Vivek Bajaj, director of global financial services, big data and analytics, at IBM, shares this view and says that “theoretically they all have the ability to do it, but practically they all struggle pretty badly with it.”
| [Firms must either] look to the future and innovate, |
or stay stuck in the
past and fall behind
Rupesh Khendry, head of worldwide capital market solutions at Microsoft, says that while the industry has been fairly conversant with structured data, that is changing rapidly “as they shift their focus from managing transactions to becoming digital, information businesses”.
They’re all talking about the same thing: how can investment banks embrace the digital age? And they all have the same answer: they need the help of leading tech companies.
Khendry says firms are “looking to leverage unstructured information to support pre-trade analytics, manage risk, garner competitive insight, structure new products and deepen client relationships”, and so they must either “look to the future and innovate, or stay stuck in the past and fall behind”.
So in what areas specifically are these companies working with investment banks to innovate in this way?

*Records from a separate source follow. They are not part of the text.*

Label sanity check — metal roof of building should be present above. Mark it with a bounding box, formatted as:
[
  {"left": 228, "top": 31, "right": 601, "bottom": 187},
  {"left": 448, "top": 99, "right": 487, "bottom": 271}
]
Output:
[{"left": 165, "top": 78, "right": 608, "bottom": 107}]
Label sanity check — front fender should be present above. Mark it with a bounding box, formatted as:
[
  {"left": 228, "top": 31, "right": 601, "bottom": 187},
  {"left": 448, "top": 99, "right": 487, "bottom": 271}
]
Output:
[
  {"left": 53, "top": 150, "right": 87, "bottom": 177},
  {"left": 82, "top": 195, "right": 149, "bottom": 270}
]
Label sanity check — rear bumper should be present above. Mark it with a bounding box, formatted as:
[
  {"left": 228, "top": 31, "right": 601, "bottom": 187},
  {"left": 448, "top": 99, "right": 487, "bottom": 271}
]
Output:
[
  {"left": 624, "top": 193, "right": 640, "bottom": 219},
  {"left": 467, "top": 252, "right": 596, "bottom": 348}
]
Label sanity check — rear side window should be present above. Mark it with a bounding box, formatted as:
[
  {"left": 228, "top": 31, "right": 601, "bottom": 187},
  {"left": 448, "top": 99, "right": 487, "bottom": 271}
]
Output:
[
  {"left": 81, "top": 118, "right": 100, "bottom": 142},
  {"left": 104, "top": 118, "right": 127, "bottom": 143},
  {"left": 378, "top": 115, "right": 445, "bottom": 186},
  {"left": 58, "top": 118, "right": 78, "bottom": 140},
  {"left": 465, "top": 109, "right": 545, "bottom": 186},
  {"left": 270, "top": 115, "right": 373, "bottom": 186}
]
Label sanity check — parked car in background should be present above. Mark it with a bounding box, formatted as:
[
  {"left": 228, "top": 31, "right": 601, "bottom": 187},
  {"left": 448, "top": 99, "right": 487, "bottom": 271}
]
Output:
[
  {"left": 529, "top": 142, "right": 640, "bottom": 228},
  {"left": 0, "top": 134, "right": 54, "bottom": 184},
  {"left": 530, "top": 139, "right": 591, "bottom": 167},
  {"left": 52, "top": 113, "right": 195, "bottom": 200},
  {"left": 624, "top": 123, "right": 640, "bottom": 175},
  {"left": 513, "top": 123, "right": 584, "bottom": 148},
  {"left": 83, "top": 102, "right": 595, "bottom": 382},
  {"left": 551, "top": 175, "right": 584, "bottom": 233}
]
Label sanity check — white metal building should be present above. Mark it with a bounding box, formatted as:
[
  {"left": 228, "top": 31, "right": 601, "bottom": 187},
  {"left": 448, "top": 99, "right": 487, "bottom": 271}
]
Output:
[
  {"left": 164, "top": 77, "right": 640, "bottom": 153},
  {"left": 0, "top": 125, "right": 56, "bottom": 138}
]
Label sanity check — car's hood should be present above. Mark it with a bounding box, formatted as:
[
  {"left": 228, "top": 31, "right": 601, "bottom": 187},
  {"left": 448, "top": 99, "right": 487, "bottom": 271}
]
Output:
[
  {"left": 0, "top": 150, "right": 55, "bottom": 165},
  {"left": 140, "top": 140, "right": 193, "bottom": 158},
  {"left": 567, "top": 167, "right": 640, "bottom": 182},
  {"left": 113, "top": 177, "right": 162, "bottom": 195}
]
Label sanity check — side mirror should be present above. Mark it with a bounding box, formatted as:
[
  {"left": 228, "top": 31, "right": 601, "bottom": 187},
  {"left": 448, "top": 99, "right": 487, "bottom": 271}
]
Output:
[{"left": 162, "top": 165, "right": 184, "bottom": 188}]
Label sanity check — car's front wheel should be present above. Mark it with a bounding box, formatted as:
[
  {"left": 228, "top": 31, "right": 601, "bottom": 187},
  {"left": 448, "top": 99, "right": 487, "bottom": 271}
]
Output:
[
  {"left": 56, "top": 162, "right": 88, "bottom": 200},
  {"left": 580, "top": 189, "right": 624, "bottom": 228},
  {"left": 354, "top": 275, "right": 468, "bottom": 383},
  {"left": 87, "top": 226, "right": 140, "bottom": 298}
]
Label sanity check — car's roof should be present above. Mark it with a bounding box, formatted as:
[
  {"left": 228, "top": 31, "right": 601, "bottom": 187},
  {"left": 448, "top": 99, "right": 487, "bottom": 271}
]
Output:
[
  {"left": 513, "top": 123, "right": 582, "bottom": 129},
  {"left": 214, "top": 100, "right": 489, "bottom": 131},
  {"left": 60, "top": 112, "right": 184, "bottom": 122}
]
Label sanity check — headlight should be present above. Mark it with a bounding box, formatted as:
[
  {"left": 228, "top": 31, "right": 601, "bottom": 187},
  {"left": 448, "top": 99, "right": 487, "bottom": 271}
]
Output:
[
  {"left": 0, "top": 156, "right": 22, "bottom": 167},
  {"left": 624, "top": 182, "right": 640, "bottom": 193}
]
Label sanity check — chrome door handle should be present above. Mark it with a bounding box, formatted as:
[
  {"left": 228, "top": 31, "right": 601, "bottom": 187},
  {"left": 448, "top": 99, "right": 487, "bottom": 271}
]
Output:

Microsoft has provided Credit Suisse with what Khendry calls a “next generation risk management engine for the analysis of portfolio risk across global markets”, and Royal Bank of Scotland is using their data platform to process an “unprecedented level of complex queries to gain near-real-time insight into customers’ business needs as well as emerging economic trends”.
IBM’s Bajaj says “many of the trading clients we work with are very busy with how to identify alpha signals better for electronic trading. For example we are working with a large Asian securities firm which is using unstructured data – news, weather news and social feeds – as well as structured market feeds to improve their dynamic electronic trading strategies”.
RFQ response times
IBM is also working with investment banks and other financial institutions to improve the request for quotation (RFQ) response times, and with some European financial institutions “to predict hardware and software outages before they occur based on extensive trading flows that are likely to emerge”.
CVA calculations are another area where big data techniques can be applied in investment banking, says Bajaj, and equally so market surveillance to detect fraudulent trades.
Away from investment banking, he says one of the world’s largest stock exchanges, for example, is using IBM’s big data platform to scrutinize trades.
“The exchange has about 1.4 billion transactions a day being performed. It used to take them 27 hours to analyse all these individual trades for illegal trading activity,” says Bajaj. “By working with them, we helped them bring that down to two minutes.”
Speed is vital in finance, and for investment banks specifically, given the implosions during the financial crisis, being able to calculate risk exposure such as credit valuation adjustment (CVA) exposures swiftly and accurately could mean the difference between life and death.
Kilcoyne says one of the biggest challenges SAS faces with banks is “trying to liberate them from their perception of what is and what is not possible. That is to say it is actually possible to calculate value at risk on 10 million positions in a matter of minutes. This is almost like their light-bulb moment because they’ve suddenly realised that big data techniques are where the true value lies.”
Investment banks also need to align their risk assessment techniques, says Bajaj.
“What tends to happen sometimes is the CFO office will report P&L information at the end of the quarter, they then find out that the risk guys have in the meantime used different aggregation techniques and have therefore drawn different conclusions because the source data was manipulated differently.”
Liquidity risk is also a paramount concern. Ron Papanek, head of the risk metrics alternative investments business at MSCI, says banks have fallen well behind in this area.
“Liquidity analytics is a new frontier. It’s something people have been concerned with for a long time but have never had the methodology and they’ve never had the data,” says Papanek. “So we’ve developed a methodology that is multi-asset class and that addresses all instrument types. What we’re working on is collecting the data to be able to use that methodology across instruments. This is a new form of analysis that the industry desperately needs.”
At the highest level, Kilcoyne says big data, analytics and technology will transform investment banking, in two ways: “First, used properly it will enable the bank to engage with its clients more deeply; second, it will enable the bank to know itself better, which is a very important element.”